On HIP (gfx1151 / Radeon 8060S / Strix Halo) at commit c95dfca,
DFlash DDTree speculative decode produces corrupted output when
more than one tool is defined. The server falls back to AR decode
only in streaming mode, masking the issue for Hermes clients.
Non-streaming requests are completely broken with tools.
PFlash prefill compression destroys tool definitions at any
context size.

Steps to Reproduce

Server:
dflash_server Qwen3.6-27B-Q4_K_M.gguf
--port 8010 --host 0.0.0.0
--draft dflash-draft-3.6-q4_k_m.gguf
--ddtree --ddtree-budget 12
--cache-type-k q8_0 --cache-type-v q8_0
--fa-window 2048
--prefix-cache-slots 32

Request (2+ tools, 6.5K context, non-streaming):
curl /v1/chat/completions -d '{
"model": "luce-dflash",
"messages": [
{"role":"system","content":"You are Hermes.
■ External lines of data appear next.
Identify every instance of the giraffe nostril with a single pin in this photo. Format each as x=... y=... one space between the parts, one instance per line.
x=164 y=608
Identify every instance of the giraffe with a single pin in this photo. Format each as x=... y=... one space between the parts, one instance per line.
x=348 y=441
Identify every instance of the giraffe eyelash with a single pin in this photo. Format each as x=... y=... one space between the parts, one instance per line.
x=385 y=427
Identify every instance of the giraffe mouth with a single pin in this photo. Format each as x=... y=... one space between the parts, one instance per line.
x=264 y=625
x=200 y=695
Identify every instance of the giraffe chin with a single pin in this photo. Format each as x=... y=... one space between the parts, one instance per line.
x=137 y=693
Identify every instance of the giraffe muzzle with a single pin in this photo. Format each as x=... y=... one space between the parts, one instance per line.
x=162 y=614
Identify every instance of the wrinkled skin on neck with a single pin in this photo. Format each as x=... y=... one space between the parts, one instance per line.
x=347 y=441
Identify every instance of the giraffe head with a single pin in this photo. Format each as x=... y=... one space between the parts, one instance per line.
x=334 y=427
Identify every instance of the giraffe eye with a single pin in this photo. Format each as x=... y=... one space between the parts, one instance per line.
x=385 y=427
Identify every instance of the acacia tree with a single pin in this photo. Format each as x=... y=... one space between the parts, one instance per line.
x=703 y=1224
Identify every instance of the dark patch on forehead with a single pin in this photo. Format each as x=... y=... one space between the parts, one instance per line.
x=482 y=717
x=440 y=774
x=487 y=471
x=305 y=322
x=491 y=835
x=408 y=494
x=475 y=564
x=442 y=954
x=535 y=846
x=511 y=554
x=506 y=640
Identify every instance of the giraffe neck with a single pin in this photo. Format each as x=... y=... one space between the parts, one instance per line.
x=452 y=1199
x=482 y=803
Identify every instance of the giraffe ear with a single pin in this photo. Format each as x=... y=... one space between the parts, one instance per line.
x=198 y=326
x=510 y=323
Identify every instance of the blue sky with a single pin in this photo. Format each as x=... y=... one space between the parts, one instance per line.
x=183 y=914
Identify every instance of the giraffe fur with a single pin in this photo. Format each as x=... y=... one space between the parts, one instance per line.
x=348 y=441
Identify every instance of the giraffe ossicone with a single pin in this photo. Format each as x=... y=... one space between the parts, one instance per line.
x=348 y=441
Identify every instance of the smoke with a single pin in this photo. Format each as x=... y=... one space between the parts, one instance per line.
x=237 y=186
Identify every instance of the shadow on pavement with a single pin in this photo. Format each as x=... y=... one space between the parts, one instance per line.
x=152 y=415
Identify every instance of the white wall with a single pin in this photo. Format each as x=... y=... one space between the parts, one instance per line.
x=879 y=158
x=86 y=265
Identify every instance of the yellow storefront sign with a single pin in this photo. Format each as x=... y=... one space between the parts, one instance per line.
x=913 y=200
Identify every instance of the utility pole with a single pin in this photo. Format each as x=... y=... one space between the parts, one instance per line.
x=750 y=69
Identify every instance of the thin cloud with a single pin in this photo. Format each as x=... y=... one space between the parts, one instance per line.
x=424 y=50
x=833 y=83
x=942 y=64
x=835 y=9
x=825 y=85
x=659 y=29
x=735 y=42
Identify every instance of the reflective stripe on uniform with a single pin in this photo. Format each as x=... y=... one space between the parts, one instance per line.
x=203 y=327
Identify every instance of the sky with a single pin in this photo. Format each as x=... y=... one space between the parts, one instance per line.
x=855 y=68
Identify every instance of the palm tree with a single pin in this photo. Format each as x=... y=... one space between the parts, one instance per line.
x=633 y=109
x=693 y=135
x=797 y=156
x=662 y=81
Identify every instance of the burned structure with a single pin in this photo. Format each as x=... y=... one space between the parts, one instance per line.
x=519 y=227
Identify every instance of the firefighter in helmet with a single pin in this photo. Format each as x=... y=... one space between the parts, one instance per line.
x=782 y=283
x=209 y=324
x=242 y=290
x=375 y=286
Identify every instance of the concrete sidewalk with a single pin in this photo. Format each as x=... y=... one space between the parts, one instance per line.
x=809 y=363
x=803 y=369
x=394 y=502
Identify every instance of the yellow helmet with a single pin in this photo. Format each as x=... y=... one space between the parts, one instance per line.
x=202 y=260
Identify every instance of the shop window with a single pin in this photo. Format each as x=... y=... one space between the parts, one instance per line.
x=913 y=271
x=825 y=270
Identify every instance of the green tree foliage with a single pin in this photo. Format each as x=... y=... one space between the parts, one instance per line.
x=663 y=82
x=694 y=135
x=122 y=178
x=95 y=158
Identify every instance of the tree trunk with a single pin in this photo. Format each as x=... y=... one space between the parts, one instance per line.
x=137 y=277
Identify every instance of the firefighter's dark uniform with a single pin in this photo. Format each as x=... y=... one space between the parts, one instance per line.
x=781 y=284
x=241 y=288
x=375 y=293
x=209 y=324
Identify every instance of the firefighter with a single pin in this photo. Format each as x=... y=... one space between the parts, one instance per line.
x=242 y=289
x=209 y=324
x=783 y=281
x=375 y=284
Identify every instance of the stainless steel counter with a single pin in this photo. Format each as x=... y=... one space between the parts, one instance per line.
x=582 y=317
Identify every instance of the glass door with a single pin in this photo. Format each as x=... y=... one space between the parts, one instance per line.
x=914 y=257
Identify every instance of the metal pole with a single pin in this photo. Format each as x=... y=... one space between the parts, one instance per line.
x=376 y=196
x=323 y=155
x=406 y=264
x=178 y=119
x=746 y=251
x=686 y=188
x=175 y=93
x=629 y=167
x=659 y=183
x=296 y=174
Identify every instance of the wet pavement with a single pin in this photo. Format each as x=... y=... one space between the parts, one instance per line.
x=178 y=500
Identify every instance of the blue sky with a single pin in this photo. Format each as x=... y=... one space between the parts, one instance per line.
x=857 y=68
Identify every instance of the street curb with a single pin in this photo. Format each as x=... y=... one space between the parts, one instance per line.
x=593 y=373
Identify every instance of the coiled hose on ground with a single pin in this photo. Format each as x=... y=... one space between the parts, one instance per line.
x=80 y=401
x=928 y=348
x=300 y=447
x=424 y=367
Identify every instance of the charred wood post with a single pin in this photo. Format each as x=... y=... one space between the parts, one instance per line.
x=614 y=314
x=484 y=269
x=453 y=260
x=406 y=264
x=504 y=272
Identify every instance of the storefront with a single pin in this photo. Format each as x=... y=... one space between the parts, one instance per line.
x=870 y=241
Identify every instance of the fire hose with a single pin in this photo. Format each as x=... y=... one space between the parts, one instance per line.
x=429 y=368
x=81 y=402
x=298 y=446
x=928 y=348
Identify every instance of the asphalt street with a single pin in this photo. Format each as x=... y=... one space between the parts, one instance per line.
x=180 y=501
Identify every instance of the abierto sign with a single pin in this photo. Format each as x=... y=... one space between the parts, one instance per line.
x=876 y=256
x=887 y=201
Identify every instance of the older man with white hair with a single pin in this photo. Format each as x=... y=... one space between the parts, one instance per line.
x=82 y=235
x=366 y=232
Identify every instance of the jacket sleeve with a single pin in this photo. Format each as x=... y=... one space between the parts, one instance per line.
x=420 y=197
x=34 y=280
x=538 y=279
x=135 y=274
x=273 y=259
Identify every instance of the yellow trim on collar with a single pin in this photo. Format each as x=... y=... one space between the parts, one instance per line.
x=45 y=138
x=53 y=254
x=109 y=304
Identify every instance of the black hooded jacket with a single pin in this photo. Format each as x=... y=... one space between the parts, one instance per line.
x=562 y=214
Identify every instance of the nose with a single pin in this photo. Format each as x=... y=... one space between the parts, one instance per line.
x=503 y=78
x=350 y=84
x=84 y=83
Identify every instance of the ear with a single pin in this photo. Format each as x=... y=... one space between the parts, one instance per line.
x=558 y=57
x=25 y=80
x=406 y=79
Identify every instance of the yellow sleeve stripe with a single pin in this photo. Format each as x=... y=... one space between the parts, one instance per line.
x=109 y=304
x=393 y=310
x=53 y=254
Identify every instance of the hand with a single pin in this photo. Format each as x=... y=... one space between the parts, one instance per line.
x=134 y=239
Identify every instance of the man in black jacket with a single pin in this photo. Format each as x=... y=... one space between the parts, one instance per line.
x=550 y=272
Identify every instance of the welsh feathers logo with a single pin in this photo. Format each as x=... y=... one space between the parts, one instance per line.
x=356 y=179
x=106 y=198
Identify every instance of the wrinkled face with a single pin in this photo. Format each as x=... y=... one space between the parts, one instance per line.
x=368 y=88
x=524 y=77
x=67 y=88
Use tools.<6K pad>"},
{"role":"user","content":"Search for TODO in the code"}
],
"tools": [{bash, grep, read, ...}],
"max_tokens": 256,
"temperature": 0
}'

Current Behavior

  • Non-streaming + tools (spec-decode):
    finish=stop, content garbled e.g. #1-1">grep</arg_value>
    or blank content, never produces tool_calls.

  • Non-streaming + tools (AR, temperature>0):
    Works correctly, returns tool_calls. But no DFlash speedup.

  • Streaming + tools: Works correctly but falls back to
    [ar-decode] at ~10.9 tok/s instead of [spec-decode].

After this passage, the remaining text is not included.